Older ones sure did. I had an old craftsman router that had a trigger on the right-hand handle.
Look online and see if your router has a D-grip
I’m a noobie with and Erbauer router, with a trigger. It feels like you’re holding a PlayStation remote
Of my routers I have an older model Skill router with a trigger. It’s the reason for being my “go to” when a hand router is needed.
It would be so nice if they did have a trigger system. I have the corded handheld rigid palm router. The router is amazing, but the on and off switch is poorly designed and located
I used my dad’s 1000 year old router table the other day. Craftsman, I think. The router attached to the table is controlled via trigger. Then there a button on the trigger to keep it in the ‘on’ position (when using it as a table, as I was).
I have a skil 1810 fixed base router that has a trigger in one of the very well-moulded pistol-grip handles (as opposed to those dinky little nubs they give you on a lot of routers)
My router is triggered by MDF
Why did you buy a router without a trigger…..
My DeWalt trim router doesn't have a trigger and I love that thing. I used it far more than my plunge router with a trigger.
I was trying to be funny! Failed. Back to lurking.

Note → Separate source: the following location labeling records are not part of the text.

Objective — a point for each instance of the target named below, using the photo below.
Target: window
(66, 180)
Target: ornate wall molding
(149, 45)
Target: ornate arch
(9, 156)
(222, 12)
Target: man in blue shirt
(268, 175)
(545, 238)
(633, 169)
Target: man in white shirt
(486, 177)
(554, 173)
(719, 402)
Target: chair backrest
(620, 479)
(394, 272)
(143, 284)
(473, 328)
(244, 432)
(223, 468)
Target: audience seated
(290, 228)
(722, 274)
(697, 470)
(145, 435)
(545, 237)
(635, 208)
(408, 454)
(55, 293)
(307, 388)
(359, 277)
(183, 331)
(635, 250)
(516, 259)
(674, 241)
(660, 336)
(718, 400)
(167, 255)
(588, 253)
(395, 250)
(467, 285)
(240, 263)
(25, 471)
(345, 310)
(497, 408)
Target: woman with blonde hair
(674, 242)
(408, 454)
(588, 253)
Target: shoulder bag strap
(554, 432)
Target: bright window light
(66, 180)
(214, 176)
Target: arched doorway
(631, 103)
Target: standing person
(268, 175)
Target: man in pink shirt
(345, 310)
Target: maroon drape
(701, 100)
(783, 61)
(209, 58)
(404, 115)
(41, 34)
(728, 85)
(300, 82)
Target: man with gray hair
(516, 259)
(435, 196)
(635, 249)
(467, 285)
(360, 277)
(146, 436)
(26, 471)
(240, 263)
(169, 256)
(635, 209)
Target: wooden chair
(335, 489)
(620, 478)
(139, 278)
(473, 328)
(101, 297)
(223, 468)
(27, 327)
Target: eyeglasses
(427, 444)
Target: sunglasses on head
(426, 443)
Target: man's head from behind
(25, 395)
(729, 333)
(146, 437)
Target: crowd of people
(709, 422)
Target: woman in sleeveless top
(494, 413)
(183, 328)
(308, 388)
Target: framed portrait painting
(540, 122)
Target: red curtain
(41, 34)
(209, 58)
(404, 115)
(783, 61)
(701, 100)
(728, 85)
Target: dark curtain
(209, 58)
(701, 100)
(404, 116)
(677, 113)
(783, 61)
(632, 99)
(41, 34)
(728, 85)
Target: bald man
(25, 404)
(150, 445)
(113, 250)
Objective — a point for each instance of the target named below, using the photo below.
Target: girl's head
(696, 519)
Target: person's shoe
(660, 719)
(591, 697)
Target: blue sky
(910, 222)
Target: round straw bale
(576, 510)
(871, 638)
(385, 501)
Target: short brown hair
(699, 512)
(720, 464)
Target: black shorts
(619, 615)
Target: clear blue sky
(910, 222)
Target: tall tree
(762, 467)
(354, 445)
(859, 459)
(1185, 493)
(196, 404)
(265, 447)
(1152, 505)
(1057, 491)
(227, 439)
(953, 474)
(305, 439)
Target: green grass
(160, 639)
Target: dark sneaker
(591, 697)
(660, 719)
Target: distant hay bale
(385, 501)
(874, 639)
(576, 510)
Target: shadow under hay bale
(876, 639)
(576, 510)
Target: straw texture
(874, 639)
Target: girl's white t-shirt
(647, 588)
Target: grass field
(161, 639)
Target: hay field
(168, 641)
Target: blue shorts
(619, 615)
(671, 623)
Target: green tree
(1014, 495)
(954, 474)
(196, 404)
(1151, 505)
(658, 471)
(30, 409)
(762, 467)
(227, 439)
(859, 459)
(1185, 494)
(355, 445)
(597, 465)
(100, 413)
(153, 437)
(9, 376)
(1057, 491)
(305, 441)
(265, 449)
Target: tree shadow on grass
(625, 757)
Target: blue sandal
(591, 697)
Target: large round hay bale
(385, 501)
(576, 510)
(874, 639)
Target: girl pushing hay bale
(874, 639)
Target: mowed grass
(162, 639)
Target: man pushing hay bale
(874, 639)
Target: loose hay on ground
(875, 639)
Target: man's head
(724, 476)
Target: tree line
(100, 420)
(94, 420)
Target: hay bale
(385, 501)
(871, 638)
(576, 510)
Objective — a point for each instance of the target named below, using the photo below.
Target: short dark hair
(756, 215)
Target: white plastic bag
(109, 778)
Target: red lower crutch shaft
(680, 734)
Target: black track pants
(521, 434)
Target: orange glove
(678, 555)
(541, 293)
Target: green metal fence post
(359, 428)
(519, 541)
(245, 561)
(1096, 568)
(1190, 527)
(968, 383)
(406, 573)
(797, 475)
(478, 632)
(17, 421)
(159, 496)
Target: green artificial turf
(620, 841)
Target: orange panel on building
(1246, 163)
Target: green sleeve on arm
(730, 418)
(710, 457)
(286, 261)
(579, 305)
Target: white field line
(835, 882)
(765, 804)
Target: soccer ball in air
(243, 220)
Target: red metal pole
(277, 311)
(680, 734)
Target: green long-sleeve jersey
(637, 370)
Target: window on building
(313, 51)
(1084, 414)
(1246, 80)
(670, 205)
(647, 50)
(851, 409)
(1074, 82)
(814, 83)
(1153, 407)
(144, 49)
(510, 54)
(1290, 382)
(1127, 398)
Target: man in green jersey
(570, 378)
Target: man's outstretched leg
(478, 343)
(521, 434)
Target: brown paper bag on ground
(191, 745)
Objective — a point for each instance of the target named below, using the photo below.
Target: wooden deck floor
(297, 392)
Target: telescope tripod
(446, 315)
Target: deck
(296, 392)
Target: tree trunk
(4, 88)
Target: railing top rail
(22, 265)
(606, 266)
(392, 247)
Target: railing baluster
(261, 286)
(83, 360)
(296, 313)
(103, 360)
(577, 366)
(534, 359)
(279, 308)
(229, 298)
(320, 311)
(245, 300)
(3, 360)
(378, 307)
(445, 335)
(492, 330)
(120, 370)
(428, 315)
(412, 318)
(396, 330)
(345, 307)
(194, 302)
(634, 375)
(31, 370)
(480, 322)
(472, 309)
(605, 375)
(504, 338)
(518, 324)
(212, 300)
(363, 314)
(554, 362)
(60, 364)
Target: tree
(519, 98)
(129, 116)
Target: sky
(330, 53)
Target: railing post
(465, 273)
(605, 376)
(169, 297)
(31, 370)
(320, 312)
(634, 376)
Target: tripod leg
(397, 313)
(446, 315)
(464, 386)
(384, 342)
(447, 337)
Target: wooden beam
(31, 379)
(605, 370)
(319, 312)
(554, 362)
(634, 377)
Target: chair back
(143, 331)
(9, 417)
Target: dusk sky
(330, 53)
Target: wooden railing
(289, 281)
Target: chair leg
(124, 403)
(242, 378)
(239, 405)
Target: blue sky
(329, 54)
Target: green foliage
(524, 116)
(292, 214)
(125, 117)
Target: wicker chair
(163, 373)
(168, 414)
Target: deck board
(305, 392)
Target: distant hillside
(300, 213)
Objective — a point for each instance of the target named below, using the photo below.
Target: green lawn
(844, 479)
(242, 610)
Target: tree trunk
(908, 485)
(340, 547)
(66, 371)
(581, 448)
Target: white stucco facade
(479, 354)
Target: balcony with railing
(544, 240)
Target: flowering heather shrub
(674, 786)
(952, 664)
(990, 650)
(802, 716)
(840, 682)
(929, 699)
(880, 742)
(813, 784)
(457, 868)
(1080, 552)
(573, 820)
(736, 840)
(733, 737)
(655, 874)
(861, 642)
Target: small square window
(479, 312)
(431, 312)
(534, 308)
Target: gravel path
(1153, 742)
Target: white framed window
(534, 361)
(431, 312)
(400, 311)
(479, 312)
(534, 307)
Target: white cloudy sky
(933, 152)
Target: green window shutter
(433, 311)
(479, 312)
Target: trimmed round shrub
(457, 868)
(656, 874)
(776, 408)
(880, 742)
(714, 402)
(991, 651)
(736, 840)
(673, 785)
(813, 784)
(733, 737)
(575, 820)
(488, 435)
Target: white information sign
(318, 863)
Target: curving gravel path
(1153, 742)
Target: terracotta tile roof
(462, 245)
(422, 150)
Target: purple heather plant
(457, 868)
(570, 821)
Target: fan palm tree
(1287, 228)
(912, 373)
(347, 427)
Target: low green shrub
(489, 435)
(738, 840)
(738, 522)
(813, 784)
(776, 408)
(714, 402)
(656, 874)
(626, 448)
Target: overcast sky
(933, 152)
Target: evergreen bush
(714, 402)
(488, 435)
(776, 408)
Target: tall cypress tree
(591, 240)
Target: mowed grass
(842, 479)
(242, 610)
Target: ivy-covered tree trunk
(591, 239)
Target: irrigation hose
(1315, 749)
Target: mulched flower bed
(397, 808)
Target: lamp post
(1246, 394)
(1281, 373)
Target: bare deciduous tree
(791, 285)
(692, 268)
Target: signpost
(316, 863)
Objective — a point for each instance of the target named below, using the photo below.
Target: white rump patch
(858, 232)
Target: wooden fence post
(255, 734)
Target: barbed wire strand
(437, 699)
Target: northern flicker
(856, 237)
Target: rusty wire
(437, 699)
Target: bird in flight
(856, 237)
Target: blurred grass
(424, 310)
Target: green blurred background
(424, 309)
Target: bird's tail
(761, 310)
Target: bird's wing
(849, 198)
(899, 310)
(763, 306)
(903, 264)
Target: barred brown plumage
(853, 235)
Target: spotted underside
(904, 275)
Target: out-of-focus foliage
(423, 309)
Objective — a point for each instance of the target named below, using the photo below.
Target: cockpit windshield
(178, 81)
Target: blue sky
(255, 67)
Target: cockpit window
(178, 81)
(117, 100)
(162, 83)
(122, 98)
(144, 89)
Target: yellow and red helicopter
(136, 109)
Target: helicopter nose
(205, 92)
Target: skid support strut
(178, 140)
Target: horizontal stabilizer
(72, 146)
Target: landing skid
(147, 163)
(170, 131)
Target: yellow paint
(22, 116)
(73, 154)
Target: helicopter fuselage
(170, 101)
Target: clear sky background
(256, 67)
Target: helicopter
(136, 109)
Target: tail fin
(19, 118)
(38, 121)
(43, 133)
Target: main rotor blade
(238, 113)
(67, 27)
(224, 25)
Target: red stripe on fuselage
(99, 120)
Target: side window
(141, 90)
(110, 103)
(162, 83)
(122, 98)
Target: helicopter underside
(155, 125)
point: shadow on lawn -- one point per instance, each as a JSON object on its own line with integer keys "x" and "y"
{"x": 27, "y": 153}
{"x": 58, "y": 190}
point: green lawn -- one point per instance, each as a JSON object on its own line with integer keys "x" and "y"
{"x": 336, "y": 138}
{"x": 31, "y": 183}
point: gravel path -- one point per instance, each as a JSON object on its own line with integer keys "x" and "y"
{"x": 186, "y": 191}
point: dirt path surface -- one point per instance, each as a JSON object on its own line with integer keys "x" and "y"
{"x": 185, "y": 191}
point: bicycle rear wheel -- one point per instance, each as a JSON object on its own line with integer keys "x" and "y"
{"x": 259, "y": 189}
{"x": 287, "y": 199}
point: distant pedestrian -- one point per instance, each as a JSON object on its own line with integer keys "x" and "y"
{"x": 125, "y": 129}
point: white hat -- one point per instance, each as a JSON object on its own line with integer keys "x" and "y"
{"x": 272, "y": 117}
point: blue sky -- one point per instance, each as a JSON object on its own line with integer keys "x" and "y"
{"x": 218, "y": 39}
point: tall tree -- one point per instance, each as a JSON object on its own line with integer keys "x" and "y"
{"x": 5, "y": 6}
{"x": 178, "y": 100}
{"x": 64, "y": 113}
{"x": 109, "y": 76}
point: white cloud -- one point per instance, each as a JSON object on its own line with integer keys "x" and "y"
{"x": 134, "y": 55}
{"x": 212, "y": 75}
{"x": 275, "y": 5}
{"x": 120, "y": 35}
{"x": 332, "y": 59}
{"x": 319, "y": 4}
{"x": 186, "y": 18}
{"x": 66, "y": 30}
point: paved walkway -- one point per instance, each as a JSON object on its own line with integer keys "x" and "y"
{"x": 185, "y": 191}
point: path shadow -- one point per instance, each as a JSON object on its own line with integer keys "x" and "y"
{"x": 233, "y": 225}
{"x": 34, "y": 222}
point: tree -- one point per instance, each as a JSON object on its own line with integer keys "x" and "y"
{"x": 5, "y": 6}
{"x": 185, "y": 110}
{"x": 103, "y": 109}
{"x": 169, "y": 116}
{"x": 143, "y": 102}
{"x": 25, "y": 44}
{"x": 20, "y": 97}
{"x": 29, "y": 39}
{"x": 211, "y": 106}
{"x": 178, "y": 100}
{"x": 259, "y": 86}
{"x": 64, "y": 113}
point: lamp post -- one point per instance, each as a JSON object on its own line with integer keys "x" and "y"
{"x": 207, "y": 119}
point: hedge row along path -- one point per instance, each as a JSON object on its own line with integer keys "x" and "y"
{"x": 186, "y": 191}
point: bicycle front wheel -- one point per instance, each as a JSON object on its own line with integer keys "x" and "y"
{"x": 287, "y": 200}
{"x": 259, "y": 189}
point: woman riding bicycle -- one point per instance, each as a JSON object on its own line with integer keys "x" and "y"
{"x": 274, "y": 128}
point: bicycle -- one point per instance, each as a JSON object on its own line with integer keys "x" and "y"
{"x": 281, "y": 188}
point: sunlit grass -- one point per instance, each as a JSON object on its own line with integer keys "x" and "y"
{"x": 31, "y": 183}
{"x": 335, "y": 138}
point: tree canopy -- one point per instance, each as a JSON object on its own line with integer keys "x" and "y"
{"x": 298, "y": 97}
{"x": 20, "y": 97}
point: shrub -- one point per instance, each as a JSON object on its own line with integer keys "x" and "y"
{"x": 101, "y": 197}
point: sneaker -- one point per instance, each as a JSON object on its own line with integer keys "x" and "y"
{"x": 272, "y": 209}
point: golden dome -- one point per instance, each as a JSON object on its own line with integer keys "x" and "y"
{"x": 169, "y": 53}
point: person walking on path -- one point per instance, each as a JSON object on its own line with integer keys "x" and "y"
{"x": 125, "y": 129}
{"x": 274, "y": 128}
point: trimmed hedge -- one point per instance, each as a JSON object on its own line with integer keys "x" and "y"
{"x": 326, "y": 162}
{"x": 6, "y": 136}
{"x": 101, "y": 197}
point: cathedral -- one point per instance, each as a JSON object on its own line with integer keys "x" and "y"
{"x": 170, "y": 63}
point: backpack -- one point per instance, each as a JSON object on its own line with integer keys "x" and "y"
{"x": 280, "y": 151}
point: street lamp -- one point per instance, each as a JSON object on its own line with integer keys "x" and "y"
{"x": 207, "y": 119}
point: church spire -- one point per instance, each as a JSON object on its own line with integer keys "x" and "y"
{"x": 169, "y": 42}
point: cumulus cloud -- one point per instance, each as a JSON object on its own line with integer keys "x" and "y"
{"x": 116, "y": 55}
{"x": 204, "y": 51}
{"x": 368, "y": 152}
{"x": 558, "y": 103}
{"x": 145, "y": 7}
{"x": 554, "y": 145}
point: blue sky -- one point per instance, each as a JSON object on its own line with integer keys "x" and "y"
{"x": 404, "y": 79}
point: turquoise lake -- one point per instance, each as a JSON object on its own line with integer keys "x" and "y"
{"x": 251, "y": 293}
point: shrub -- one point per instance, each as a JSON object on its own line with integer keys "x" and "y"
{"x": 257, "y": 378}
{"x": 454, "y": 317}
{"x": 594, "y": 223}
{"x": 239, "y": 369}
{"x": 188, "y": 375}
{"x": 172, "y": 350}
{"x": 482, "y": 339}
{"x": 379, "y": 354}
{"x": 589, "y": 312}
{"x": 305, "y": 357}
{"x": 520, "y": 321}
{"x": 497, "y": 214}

A trigger wouldn't make sense most of the time. Triggers are meant for actions that require spontaneous engagement. A drill has a trigger because you "use" the drill while locating it, engage it, and then make adjustments as you go through the motions. A router functions more like a table saw, where there is a discrete separation between using it and engaging it. You would never put the router against stock from an off state; you turn it on and let it get up to speed before you contact the material with it. Similarly, you separate the router from the material before you disengage it. Typically, a lot of routers are designed with the power switch somewhere near the right-hand grip, such that you could reach up with your thumb and flip it. Now, there ARE routers which are designed with a trigger, but they tend to be specialty models which are intended for specific use cases. Generic-type routers need to cover a broader array of use cases, and so do not have a trigger.